What I do have a problem with is absurd stories like the bowling or the OJ or this - which are all basically character attacks that have nothing to do with anything. Could you imagine any reasonable person changing his or her vote based on these things?
DC, I'm absolutely responding to the overall coverage of this non-story, and not just to you. I'm annoyed and frustrated by this pointless character attack by the MSM, which has been going on in various forms for a while now. It's intensified of late but they've been poking at Obama any way they could since he took the lead in February.
But I'm ALSO responding to you. You're making yourself into an amplifier for this ridiculous story.
For months you have been complaining about all the ridiculous subtle jabs the media has been taking at Hillary. Moreover, you've been extremely disappointed to see many fellow progressive bloggers who support Obama parroting these attacks.
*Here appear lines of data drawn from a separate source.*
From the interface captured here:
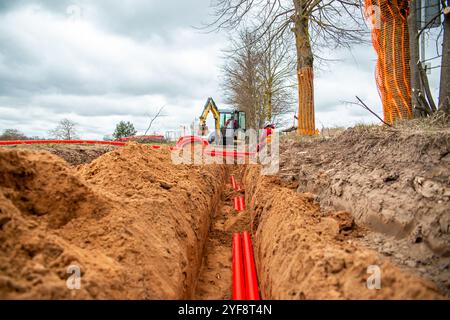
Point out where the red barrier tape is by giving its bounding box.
[204,149,256,158]
[242,231,260,300]
[0,140,126,146]
[232,233,245,300]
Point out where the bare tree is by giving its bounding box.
[49,119,79,140]
[408,0,450,117]
[439,0,450,113]
[223,30,263,128]
[223,29,295,128]
[210,0,365,135]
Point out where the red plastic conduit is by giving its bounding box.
[242,231,260,300]
[239,197,245,211]
[233,197,245,211]
[0,140,126,146]
[231,176,237,190]
[232,233,246,300]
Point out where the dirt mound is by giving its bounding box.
[3,144,117,165]
[280,127,450,291]
[245,167,441,299]
[0,145,224,299]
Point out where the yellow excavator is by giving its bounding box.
[199,97,246,143]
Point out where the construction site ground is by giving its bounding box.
[0,127,450,299]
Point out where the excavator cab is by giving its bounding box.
[199,97,246,144]
[219,110,246,130]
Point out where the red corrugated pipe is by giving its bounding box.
[242,231,260,300]
[231,176,237,190]
[232,233,246,300]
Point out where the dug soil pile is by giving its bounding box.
[279,127,450,294]
[244,167,442,299]
[0,144,225,299]
[3,144,117,165]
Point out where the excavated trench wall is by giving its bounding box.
[244,166,441,299]
[0,144,225,299]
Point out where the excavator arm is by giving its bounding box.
[199,97,220,137]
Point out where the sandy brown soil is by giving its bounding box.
[245,167,442,299]
[0,145,225,299]
[193,177,250,300]
[3,144,117,165]
[280,127,450,293]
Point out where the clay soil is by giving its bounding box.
[270,127,450,295]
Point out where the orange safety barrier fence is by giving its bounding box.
[298,67,316,136]
[365,0,413,124]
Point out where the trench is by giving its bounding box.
[192,166,250,300]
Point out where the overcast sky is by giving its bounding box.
[0,0,437,139]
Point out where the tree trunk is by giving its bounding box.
[439,0,450,113]
[294,1,316,135]
[408,0,422,117]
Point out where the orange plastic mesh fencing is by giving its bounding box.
[365,0,413,124]
[297,67,316,136]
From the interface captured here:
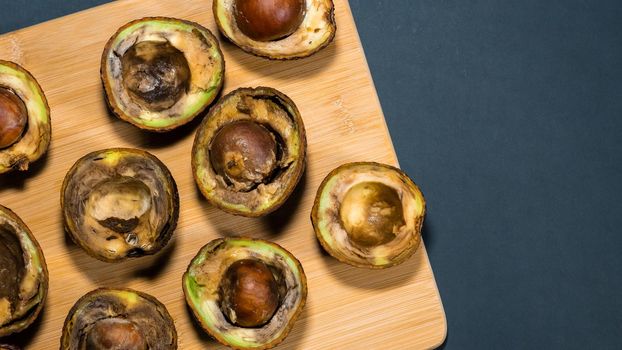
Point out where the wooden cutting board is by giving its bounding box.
[0,0,446,350]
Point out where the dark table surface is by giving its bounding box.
[0,0,622,349]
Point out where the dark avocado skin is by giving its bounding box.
[0,205,49,338]
[60,288,177,350]
[0,59,52,174]
[310,162,426,270]
[60,148,179,263]
[182,237,308,350]
[99,17,225,133]
[192,86,307,217]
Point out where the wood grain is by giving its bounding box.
[0,0,446,349]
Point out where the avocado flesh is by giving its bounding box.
[192,87,306,216]
[0,60,51,174]
[213,0,337,60]
[0,206,47,337]
[102,17,224,131]
[183,238,307,349]
[311,162,425,268]
[61,288,177,350]
[62,149,179,262]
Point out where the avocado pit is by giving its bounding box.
[209,120,277,191]
[233,0,306,41]
[86,317,147,350]
[121,41,190,111]
[220,259,280,328]
[339,181,405,247]
[0,86,28,149]
[86,176,152,234]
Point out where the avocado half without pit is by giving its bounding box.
[311,162,425,269]
[101,17,225,132]
[192,87,307,217]
[183,238,307,349]
[213,0,337,60]
[61,148,179,262]
[0,205,48,337]
[60,288,177,350]
[0,60,51,174]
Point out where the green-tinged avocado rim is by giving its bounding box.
[100,17,225,132]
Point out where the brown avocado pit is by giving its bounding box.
[60,288,177,350]
[192,87,306,217]
[210,120,277,191]
[86,317,147,350]
[85,176,152,234]
[121,41,190,112]
[183,237,307,350]
[339,182,405,247]
[0,86,28,149]
[233,0,306,41]
[311,162,425,269]
[61,149,179,262]
[0,206,48,338]
[220,259,280,328]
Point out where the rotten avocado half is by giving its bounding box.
[192,87,307,217]
[182,237,307,349]
[101,17,225,132]
[217,0,337,60]
[311,162,425,269]
[0,205,48,337]
[61,148,179,262]
[60,288,177,350]
[0,60,52,174]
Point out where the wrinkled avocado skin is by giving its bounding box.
[0,225,24,303]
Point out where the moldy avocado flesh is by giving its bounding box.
[192,87,306,216]
[311,162,425,268]
[183,238,307,349]
[0,205,48,337]
[101,17,225,132]
[212,0,337,60]
[61,148,179,262]
[0,60,51,174]
[60,288,177,350]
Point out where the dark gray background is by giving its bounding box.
[0,0,622,349]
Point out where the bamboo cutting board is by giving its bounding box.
[0,0,446,350]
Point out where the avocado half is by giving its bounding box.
[101,17,225,132]
[60,288,177,350]
[311,162,425,269]
[217,0,337,60]
[0,60,52,174]
[0,205,48,338]
[192,87,307,217]
[61,148,179,262]
[182,237,307,349]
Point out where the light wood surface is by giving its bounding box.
[0,0,446,350]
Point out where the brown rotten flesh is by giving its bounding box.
[311,162,425,268]
[0,206,48,337]
[192,87,306,216]
[61,149,179,262]
[0,60,52,174]
[212,0,337,60]
[183,237,307,349]
[0,86,28,149]
[121,41,190,111]
[233,0,306,41]
[61,288,177,350]
[101,17,225,132]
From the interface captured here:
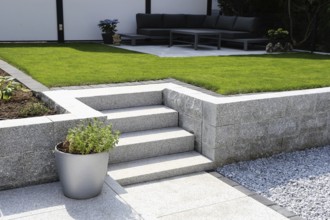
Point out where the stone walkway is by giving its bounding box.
[114,45,267,57]
[0,172,287,220]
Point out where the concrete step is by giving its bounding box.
[101,105,178,133]
[108,151,214,186]
[79,88,163,111]
[109,127,194,164]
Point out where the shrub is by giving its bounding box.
[19,102,50,117]
[0,76,22,101]
[98,19,119,34]
[61,119,119,154]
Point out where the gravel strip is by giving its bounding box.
[217,146,330,220]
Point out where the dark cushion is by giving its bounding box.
[186,15,206,28]
[233,17,257,32]
[163,14,186,28]
[220,30,255,39]
[137,28,171,37]
[215,15,236,30]
[136,14,163,28]
[203,16,218,28]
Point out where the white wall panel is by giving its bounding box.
[151,0,207,14]
[63,0,145,40]
[0,0,57,41]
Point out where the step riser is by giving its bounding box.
[79,91,163,111]
[107,112,178,133]
[109,136,194,164]
[117,163,215,186]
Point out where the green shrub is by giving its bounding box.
[19,102,50,117]
[0,76,22,101]
[63,119,119,154]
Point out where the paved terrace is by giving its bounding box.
[0,172,292,220]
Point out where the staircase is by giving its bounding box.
[95,91,214,186]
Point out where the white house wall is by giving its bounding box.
[0,0,207,41]
[151,0,207,14]
[0,0,57,41]
[63,0,145,40]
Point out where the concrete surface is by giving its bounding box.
[114,45,267,57]
[0,172,287,220]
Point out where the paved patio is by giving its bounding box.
[0,172,287,220]
[114,45,267,57]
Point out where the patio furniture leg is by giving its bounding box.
[244,41,248,50]
[169,31,173,47]
[131,38,136,46]
[218,34,221,50]
[194,34,198,50]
You've been absolutely justified to get angry about these things.
Now the MSM is playing the same hack pieces for Obama that they play for Hillary. This isn't just "people who oppose Obama... looking for any little thing to make him look bad". This is the exact same nexus of the right-wing attack machine and the 24-hour news cycle mainstream media machine, turning its attention on the presumptive Democratic nominee. It was Hillary in their sights, now it's Obama. (You may remember, I predicted this would happen back in February before it started. The only person getting a pass from the media is McCain, not Obama.)
And much like the pro-Obama blogs did, you're playing along, giving the story another link. I know you're frustrated. But two wrongs don't make a right, and I see this post as a wrong.
You didn't run with the Tuzla stories, or Bill's latest re-dredging of that trough. You shouldn't bother with this trash either, if you ask me. Both are tangentially character issues for the candidates, but really, they're non-stories. They don't deserve your attention.
Posted by: Adam | April 12, 2008 at 11:44 PM
Two side points that don't fit in my above comment:
1) You said that Obama should avoid talking about religion or intolerance. I couldn't disagree more. The most admirable thing about the way he handled the Wright controversy was that he met it head-on.
You're essentially suggesting he clam up and only talk in politically safe tones. Ironically, this is what most politicians do, and it's why we get disgusted with what most politicians say. Speaking in a way that leaves no possibility for lifting a negative soundbite out of context leads to bland, meaningless speech.
Sure, Obama should have said what he said in a better way. But WHY did he drop such a dangerous soundbite? It happened because he was being very honest about a sensitive issue while speaking extemporaneously. I, for one, want candidates that are willing to do that.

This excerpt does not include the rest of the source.